Tooling enablement means making the systems work for the team, not the other way around. It’s not just about how to click the buttons. It’s about when and why to use each tool in context.
For sales:
When to update deal stages and how that triggers automated workflows
How to log calls and notes so the post-sale team gets context
Which fields are used in forecasting vs. internal coaching
For BDRs:
How to use lead scoring to prioritize daily outreach
Which sequences are approved, which ones are in test, and how to give feedback
How intent data from tools like 6sense informs outbound motion
For marketing:
How attribution rules work and what data is being fed into campaign dashboards
Which form fills or conversion events trigger alerts for sales follow-up
What enrichment tools are doing behind the scenes and how to flag bad data
For CS:
How to log risk factors in the CRM so they show up in weekly reviews
Where to capture upsell signals and trigger deal creation
How to pull key usage data before renewal conversations
You’ll get better adoption and better data when people understand the logic behind the tools.
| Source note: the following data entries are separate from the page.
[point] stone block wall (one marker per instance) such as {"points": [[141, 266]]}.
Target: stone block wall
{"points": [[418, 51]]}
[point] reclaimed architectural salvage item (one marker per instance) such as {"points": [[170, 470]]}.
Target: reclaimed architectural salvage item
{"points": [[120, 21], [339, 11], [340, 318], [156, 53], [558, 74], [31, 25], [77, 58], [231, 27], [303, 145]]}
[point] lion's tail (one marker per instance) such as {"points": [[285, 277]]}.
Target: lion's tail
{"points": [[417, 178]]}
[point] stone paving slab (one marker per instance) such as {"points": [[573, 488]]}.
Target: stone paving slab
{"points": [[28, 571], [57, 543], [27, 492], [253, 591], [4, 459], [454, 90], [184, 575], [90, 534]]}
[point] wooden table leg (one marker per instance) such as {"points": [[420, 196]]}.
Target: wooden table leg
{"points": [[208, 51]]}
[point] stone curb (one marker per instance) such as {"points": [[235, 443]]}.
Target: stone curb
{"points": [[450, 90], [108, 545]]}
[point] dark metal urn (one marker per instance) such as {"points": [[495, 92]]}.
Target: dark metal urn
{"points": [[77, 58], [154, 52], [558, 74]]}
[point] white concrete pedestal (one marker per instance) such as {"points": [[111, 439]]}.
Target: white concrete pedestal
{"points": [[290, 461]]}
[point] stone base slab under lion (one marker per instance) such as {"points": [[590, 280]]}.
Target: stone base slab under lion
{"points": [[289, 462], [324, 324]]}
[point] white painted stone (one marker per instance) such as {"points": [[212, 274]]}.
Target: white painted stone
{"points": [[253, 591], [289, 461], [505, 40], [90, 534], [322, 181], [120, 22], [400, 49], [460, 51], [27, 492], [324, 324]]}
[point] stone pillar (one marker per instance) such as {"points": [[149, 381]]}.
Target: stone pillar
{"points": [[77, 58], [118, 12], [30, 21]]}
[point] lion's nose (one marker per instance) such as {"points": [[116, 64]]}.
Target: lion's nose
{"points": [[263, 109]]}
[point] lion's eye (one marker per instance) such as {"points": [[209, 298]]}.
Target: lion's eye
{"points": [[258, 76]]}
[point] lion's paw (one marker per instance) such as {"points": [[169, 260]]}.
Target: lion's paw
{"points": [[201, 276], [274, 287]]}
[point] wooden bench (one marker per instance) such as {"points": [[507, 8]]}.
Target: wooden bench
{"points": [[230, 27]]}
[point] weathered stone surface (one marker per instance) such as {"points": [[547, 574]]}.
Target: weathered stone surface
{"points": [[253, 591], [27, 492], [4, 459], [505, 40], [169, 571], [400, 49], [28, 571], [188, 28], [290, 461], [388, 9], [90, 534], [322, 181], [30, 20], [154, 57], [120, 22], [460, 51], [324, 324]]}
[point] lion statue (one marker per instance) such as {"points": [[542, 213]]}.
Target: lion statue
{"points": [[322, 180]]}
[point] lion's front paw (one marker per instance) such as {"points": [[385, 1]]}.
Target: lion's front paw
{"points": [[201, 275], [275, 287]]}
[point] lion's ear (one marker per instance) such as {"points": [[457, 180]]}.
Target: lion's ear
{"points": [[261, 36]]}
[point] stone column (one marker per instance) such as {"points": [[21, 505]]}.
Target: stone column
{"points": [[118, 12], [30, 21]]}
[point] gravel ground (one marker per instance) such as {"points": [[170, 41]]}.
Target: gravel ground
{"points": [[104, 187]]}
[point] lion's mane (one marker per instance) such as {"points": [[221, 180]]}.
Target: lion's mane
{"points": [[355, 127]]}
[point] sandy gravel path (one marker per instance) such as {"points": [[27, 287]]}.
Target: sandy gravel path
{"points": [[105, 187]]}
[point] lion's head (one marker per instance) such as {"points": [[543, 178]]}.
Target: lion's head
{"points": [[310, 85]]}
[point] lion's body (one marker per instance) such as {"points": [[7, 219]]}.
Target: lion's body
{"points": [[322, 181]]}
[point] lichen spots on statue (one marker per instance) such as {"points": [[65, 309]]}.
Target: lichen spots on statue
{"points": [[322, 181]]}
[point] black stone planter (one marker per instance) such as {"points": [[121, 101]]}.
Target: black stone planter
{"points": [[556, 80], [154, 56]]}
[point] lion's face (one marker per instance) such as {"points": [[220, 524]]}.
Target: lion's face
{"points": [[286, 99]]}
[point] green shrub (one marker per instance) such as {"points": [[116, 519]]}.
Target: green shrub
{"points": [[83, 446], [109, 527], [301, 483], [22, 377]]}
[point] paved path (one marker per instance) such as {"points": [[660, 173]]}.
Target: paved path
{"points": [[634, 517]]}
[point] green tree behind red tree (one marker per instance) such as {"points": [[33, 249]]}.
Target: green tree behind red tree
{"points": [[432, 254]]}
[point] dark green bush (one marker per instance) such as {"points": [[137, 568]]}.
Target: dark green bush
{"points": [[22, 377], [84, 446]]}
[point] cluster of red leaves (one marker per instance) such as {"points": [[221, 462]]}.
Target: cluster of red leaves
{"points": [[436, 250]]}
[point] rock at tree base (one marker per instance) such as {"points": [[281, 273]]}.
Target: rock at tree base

Every ops team should treat tooling enablement as a rolling priority, not a one-time setup.
3. Market Awareness Enablement: The edge
This is the least-discussed but most powerful form of enablement. Market awareness is about context, helping teams understand the competitive landscape, customer mindset, and macro trends that affect how they do their job.
It’s the difference between “here’s how to pitch this product” and “here’s what your buyer is dealing with this quarter.”
For sales:
What competitors are doing in recent deals and how we’re positioning against them
What industry regulations or trends are influencing buyer urgency
Insights from lost deals and why we weren’t chosen
For BDRs:
Why certain messaging is resonating (or falling flat) in a specific segment
What persona pain points are being mentioned in discovery
Which signals suggest account readiness beyond the standard firmographics
For marketing:
What’s driving performance in peer campaigns or channels
Feedback loops from sales on lead quality and buyer expectations
Competitive shifts that should inform messaging or offers
For CS:
Where competitor churn is happening and what tactics are being used
What customer feedback is surfacing during QBRs across segments
What upsell patterns indicate maturity or risk
Market awareness can’t be built in a vacuum. It has to come from conversations, feedback loops, win-loss analysis, and ongoing collaboration between functions. One great way to operationalize it: monthly market briefs from RevOps or enablement leads, informed by cross-team data.
TLDR
Enablement isn't a one-department initiative or a quarterly training program. It’s a continuous loop of skills, tooling, and context — tailored to each team, informed by the funnel, and updated as your GTM motion evolves.
If you're only investing in one layer, you're not really enabling your teams. You're just hoping they'll figure it out.
Give them the infrastructure. Give them the knowledge. And give them the clarity to make smart decisions faster. That’s what real enablement looks like.